Arizona Supreme Court: Mesquite Power, LLC v. Arizona Department of Revenue
Case No.: CV-23-0016-PR Filed July 22, 2024
ISSUES:
- Whether income from a Power Purchase Agreement can be considered under the income approach to valuation for property tax purposes.
- Whether the “current usage” requirement in A.R.S. §42-11054(C)(1) mandates consideration of the Power Purchase Agreement in property valuation.
DECISION:
- Income from the Power Purchase Agreement may be considered under the income approach to valuation if it constitutes income derivable from the Mesquite Power Plant itself as a base load power plant. The tax court must consider relevant factors to determine if and to what extent the income falls within this category.
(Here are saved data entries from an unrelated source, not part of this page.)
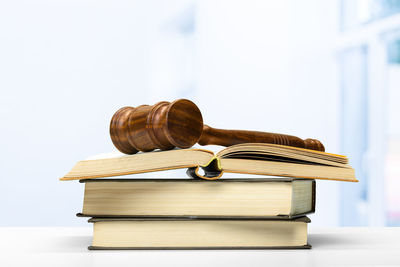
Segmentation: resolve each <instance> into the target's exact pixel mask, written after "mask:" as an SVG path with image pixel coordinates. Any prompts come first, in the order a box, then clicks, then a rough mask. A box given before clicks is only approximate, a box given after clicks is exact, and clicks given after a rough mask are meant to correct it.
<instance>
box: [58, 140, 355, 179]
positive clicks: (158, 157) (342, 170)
mask: <svg viewBox="0 0 400 267" xmlns="http://www.w3.org/2000/svg"><path fill="white" fill-rule="evenodd" d="M200 167H201V168H203V170H204V174H200V172H199V168H200ZM180 168H189V169H188V172H187V173H188V175H190V176H192V177H195V178H203V179H207V180H215V179H218V178H219V177H221V176H222V174H223V173H224V172H228V173H245V174H259V175H272V176H286V177H299V178H310V179H328V180H340V181H351V182H357V179H356V177H355V174H354V170H353V168H351V167H350V166H349V165H348V160H347V157H345V156H341V155H335V154H330V153H326V152H320V151H315V150H309V149H302V148H296V147H289V146H281V145H273V144H261V143H247V144H239V145H234V146H230V147H227V148H225V149H223V150H221V151H219V152H218V153H216V154H214V153H213V152H212V151H209V150H205V149H195V148H193V149H176V150H169V151H153V152H145V153H138V154H134V155H123V154H119V155H118V156H113V157H93V158H92V159H87V160H82V161H79V162H78V163H77V164H76V165H75V166H74V167H73V168H72V170H71V171H70V172H69V173H67V174H66V175H65V176H64V177H62V178H61V180H78V179H91V178H99V177H110V176H120V175H127V174H135V173H145V172H153V171H161V170H171V169H180Z"/></svg>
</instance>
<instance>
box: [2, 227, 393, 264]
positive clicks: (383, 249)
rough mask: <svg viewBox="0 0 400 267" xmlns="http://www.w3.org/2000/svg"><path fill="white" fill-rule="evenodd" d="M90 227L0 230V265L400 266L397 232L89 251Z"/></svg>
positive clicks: (367, 233) (335, 229)
mask: <svg viewBox="0 0 400 267" xmlns="http://www.w3.org/2000/svg"><path fill="white" fill-rule="evenodd" d="M91 236H92V229H91V228H89V227H31V228H26V227H3V228H0V266H36V265H37V266H68V267H71V266H126V265H131V266H133V265H136V266H174V267H175V266H205V265H207V266H243V265H247V266H266V265H267V264H268V265H271V266H291V267H292V266H344V265H346V266H376V265H380V266H400V228H370V227H364V228H363V227H342V228H311V229H309V242H310V244H311V245H312V246H313V248H312V249H311V250H130V251H89V250H87V246H89V245H90V243H91V239H92V238H91Z"/></svg>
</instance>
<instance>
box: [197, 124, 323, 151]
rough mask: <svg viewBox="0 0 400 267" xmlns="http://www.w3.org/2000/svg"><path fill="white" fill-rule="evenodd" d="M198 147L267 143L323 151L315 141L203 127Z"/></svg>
mask: <svg viewBox="0 0 400 267" xmlns="http://www.w3.org/2000/svg"><path fill="white" fill-rule="evenodd" d="M198 143H199V144H200V145H220V146H231V145H236V144H242V143H269V144H277V145H285V146H294V147H300V148H306V149H313V150H318V151H325V148H324V146H323V144H322V143H321V142H320V141H318V140H316V139H305V140H303V139H301V138H299V137H296V136H292V135H286V134H276V133H266V132H258V131H244V130H223V129H216V128H212V127H210V126H208V125H204V127H203V132H202V134H201V137H200V139H199V141H198Z"/></svg>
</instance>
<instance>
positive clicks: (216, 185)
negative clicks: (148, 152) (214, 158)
mask: <svg viewBox="0 0 400 267" xmlns="http://www.w3.org/2000/svg"><path fill="white" fill-rule="evenodd" d="M81 182H83V183H84V184H85V194H84V202H83V210H82V213H80V214H78V215H79V216H88V217H196V218H212V217H218V218H220V217H243V218H246V217H250V218H251V217H258V218H270V217H276V216H279V217H282V218H292V217H299V216H302V215H305V214H309V213H312V212H314V210H315V180H310V179H298V178H277V179H276V178H275V179H274V178H263V179H257V178H255V179H219V180H215V181H206V180H201V179H104V180H103V179H92V180H82V181H81Z"/></svg>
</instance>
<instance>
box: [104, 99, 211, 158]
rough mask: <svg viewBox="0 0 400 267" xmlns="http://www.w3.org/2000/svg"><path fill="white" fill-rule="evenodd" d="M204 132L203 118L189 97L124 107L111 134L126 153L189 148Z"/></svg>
mask: <svg viewBox="0 0 400 267" xmlns="http://www.w3.org/2000/svg"><path fill="white" fill-rule="evenodd" d="M202 131H203V117H202V116H201V112H200V110H199V108H198V107H197V106H196V105H195V104H194V103H193V102H192V101H190V100H187V99H178V100H175V101H174V102H172V103H170V102H166V101H163V102H159V103H157V104H155V105H153V106H149V105H141V106H138V107H136V108H135V107H123V108H121V109H119V110H118V111H117V112H116V113H115V114H114V116H113V117H112V119H111V123H110V135H111V140H112V142H113V144H114V145H115V147H116V148H117V149H118V150H119V151H121V152H122V153H125V154H135V153H136V152H138V151H151V150H154V149H157V148H159V149H161V150H169V149H173V148H174V147H179V148H189V147H191V146H193V145H194V144H196V143H197V141H198V140H199V139H200V136H201V134H202Z"/></svg>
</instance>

- The “current usage” requirement does not mandate consideration of the Power Purchase Agreement, as the agreement does not alter or restrict the manner in which the property is used as a base load power plant.
Synopsis:
This case involves the valuation of an electric generation facility (Mesquite Power Plant) for property tax purposes. The Arizona Department of Revenue (ADOR) used a statutory cost-based approach to value the property, which Mesquite challenged using the income approach. The key dispute was whether income from a Power Purchase Agreement should be considered in the valuation. The case applies important principles of property tax law, including the distinction between taxing tangible property and intangible assets, the proper application of the income approach to valuation in rebuttal to ADOR, and the interpretation of “current usage” in property tax statutes.
Outcome of the Case:
The Arizona Supreme Court reversed the tax court’s judgment and remanded the case for further proceedings. The Court vacated the court of appeals’ opinion.